A cardinal’s scarlet flashes from a Sycamore overhead
and two gold finches,like acrobatic dandelions,
frolic through the green haze of trees.
The path is lined with skunk cabbage, daffodils and buttercups,
their mix of intention and happenstance so like life’s.
High above, almost out of range, a hawk circles.
The hum of the nearby Interstate hardly matters here.
Its slinky spasms and urgencies are no longer my problem.

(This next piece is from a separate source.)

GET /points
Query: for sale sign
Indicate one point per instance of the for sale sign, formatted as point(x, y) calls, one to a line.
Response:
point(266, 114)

I’ve traded those for the white flowers of May Apples,
emerald velvet of moss and the disappearing tail of a red fox
trotting into the trees.
The world of commerce and its stresses
computers, paperwork, clocks
and what they count
roll off me in a grateful sigh.
I have lost my job and gained the world.
No one comes from nothing.
Who birthed him – potty trained him
taught him to tie his shoes?
The concept’s blind to the myriad
lives that touch our own -
The workers who create roads
The teachers, who teach math and language
The plumbers who keep the sewers working
The linemen who climb poles to keep the lights on
Who made the shirt he wears?
His shoes? His socks?
Rich or poor we all rely on weaver, seamstress
garbageman and priest
to help us through our days.
In this time of plague, we’re reminded
no infant can change its own diaper.
The whole place we built by hand not just paper and paint. We hung rafters from the sky a chimney and bright metal roof which sang in every rain. We walked blank land and invented life anew in the Blue Ridge as if anyone ever starts again. Years later a blind date remarked “You’ve spent your life on houses.” True. Like a nest-obsessed bird, I’ve painted my way from town to town designing space for friends and music, tables to sit at and chairs to read in. I envisioned a family unlike my scattered patchwork which rarely gathers where I live. All that time and work for a life dreamed of a love desired – perhaps that’s why birds have not just nests but wings.
Please no box, no steel
to seal me from the earth.
Return me when it is my time
to all I was and wish to be again.
Release me to be born anew,
green and wonderful each Spring –
shoots sprouting from my heart
each part of me blooming.
I did not know when I birthed my son
that he would take my heart with him.
At night, desperate for rest
half asleep, barely present
I’d attempt to nurse him.
The choice frustrated us both.
One night when he cried, I took
him downstairs to my rocker,
made tea, made us comfortable
and realized he was my life.
He grew. I watched my heart
learn to walk, read
navigate friendships, school
and grieve a first love anew.
He became a man
who with his spouse created
three children into
whom he placed his heart.
Together, powerless but present
remembering our own youth
we watch their spirits grow
as they navigate their lives.
We’re participant and spectator both
since we freed our hearts
to beat, break and love
inside our children.
A blue jay struts across the porch to forage in our planters. The red streak at eye level's a cardinal. White “ribbons” wrap the trees - plastic prayer flags to a God, gnome or Goddess unknown. A cuban lizard pulls one off the live oak on the corner. As I leave Johnnie’s Bakery, an Agama, his head and tail stripe the color of children’s aspirin, races ahead of me. Johnnie’s bread has the taste of hope hand-made, crusty, fresh. So too does the air, laced with scent of gardenia, magnolia and surf. Beauty confounds the thought of so many dead. Mourners bereft of goodbye are blind with grief while fear heightens others'senses. How can such extremes of bliss and horror cohabit this planet? The return of wildlife, clean air and quiet seas make it clear this earth can shrug us off without notice.